Security Intelligence Platforms (SIP) are universal and extensible security analytics solutions that offer a holistic approach towards maintaining complete visibility and management of the security posture across the whole organization. Only by correlating both real-time and historical security events from logs, network traffic, endpoint devices and even cloud services and enriching them with the latest threat intelligence data it becomes possible to identify previously unknown advanced security threats quickly and reliably, to be able to respond to them in time and thus minimize the damage.

They are in a sense “next generation SIEM solutions” based on RTSI technologies, which provide substantial improvements over traditional SIEMs both in functionality and efficiency:

  • Performing real-time or near real-time detection of security threats without relying on predefined rules and policies;
  • Correlating both real-time and historical data across multiple sources enables detecting malicious operations as whole events, not separate alerts;
  • Dramatically decreasing the number of alarms by filtering out statistical noise, eliminating false positives and providing clear risk scores for each detected incident;
  • Offering a high level of automation for typical analysis and remediation workflows, thus significantly improving the work efficiency for security analysts;
  • Integrating with external Threat Intelligence feeds in industry standards like STIX/TAXII to incorporate the most recent security research into threat analysis.

Another key aspect of many SIP products is incorporation of Incident Response Platforms. Designed for orchestrating and automating incident response processes, these solutions not only dramatically improve a security analyst’s job analyzing and containing a breach, but also provide predefined and highly automated workflows for managing legal and even PR consequences of a security incident to reduce possible litigation costs, compliance fines and brand reputation losses. Modern SIP products either directly include incident response capabilities or integrate with 3rd party products, finally implementing a full end-to-end security operations and response solution.

By dramatically reducing the number of incidents that require interaction with an analyst and by automating forensic analysis and decision making, next generation SIPs can help address the growing lack of skilled people in information security. As opposed to traditional SIEMs, next generation SIPs should not require a team of trained security experts to operate, relying instead on actionable alerts understandable even to business persons, thus making them accessible even for smaller companies, which previously could not afford operating their own SOC.

Now, what about the future developments in this area? First of all, it’s worth mentioning that the market continues to evolve, and we expect its further consolidation through mergers and acquisitions. New classes of security analytics solutions are emerging, targeting new markets like the cloud or the Internet of Things. On the other hand, many traditional security tools like endpoint or mobile security products are incorporating RTSI technologies to improve their efficiency. In fact, the biggest obstacle for wider adoption of these technologies is no longer the budget, but rather the lack of awareness that such products already exist.
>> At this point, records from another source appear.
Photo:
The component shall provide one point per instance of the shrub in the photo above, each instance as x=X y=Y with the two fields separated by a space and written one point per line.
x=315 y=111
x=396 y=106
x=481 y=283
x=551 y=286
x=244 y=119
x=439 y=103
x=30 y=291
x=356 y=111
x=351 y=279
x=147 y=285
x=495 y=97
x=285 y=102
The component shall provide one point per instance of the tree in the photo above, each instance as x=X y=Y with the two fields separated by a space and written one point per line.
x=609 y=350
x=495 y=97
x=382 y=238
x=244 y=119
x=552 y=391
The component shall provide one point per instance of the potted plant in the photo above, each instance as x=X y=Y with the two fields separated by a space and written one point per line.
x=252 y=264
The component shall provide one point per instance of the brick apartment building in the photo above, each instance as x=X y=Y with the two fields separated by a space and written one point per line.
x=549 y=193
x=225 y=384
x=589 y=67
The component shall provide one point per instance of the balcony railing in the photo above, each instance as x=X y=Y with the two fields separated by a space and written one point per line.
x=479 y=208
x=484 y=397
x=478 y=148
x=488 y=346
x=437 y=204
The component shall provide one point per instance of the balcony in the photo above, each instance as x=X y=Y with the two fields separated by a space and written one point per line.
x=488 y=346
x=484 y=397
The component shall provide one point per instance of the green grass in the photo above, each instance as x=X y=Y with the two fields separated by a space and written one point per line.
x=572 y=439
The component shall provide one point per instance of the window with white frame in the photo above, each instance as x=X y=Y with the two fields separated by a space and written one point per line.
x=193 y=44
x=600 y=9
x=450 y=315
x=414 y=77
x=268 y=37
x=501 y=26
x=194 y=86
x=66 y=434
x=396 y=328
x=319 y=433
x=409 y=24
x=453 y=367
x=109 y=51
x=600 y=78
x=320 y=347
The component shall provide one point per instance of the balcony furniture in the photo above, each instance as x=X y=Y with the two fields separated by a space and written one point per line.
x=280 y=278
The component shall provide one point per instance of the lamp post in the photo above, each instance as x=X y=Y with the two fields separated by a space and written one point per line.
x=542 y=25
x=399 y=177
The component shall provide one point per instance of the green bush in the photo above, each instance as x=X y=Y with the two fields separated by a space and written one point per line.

However, the next disruptive technology that promises to change the way Security Operations Centers are operated seems to be Cognitive Security. Whereas Real-Time Security Intelligence can provide security analysts with better tools to improve their efficiency, it still relies on humans to perform the actual analysis and make informed decisions about each security incident. Applying cognitive technologies (the thing closest to the artificial intelligence as we know it from science fiction) to the field of cybersecurity promises to overcome this limitation.

Technologies for language processing and automated reasoning not only help to unlock vast amounts of unstructured “dark security data”, which until now were not available for automated analysis, they actually promise to let the AI to do most of the work that a human analyst must perform now: collect context information, define a research strategy, pull in external intelligence and finally make an expert decision on how to respond to the incident in the most appropriate way. Supposedly, the analyst would only have to confirm the decision with a click of a mouse.

Sounds too good to be true, but the first products incorporating cognitive security technologies are already appearing on the market. The future is now!